Australia: Indigenous Teenager Dies At WA’s Banksia Hill Youth Detention Centre
An Aboriginal teenager has died at a detention centre in Western Australia after calling out from a cell prior to his death.
The 17-year-old, the second child to die in custody in the state in less than a year, was found unresponsive in his cell at Banksia Hill Youth Detention Centre on Thursday night.
Authorities told a press conference on Friday that having arrived at the centre on Tuesday morning, reportedly intoxicated, the teenager had been placed in the intensive supervision unit but was considered low risk with regards to his mental health and self-harm risk.
He was moved to the facility’s general units and had been checked on 10 times that day, before being found unresponsive on the 11th check-up, just before 10 pm on Thursday.
Staff entered his cell and performed CPR (Cardiopulmonary Resuscitation) but he was unable to be revived. They were wearing radios and body-worn cameras.
The Commissioner of Corrective Services, Brad Royce, who spoke about reviewing the body camera footage, and being “satisfied” with the way staff reacted, said; “I’m satisfied that their actions around what they’re doing and the way they called for support was appropriate.” .
Royce said the teenager had called out from his cell prior to his death, but that the cries were “innocuous and nothing” and had “no suggestion of harm”.
“It was low-level stuff, innocuous.
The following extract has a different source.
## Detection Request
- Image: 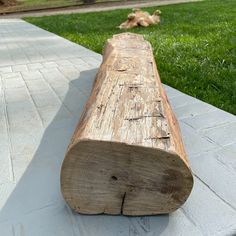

I’d rather not go into it, but it had no impact on this,” he said.
Also, the Corrective Services Minister, Paul Papalia, said the teenager had spent time outside his cell, in communal areas, before returning to his cell sometime after 6 pm, adding that there was no CCTV in his cell because the 17-year-old wasn’t considered to be at high risk of harm.
On his part, the Western Australian Premier, Roger Cook, admitted that a “failure has occurred” but expressed confidence in the State’s youth detention system.
According to him; “We’ll continue to make sure we do everything we can to improve the lives of people, not only those who work at the facility but those who are at the facility.
“I have more confidence than ever before in terms of the way we are managing our juvenile detention facilities.”
Expressing fury at the situation, Independent Victorian Senator Lidia Thorpe said it was unfortunate that the state government was refusing to take responsibility.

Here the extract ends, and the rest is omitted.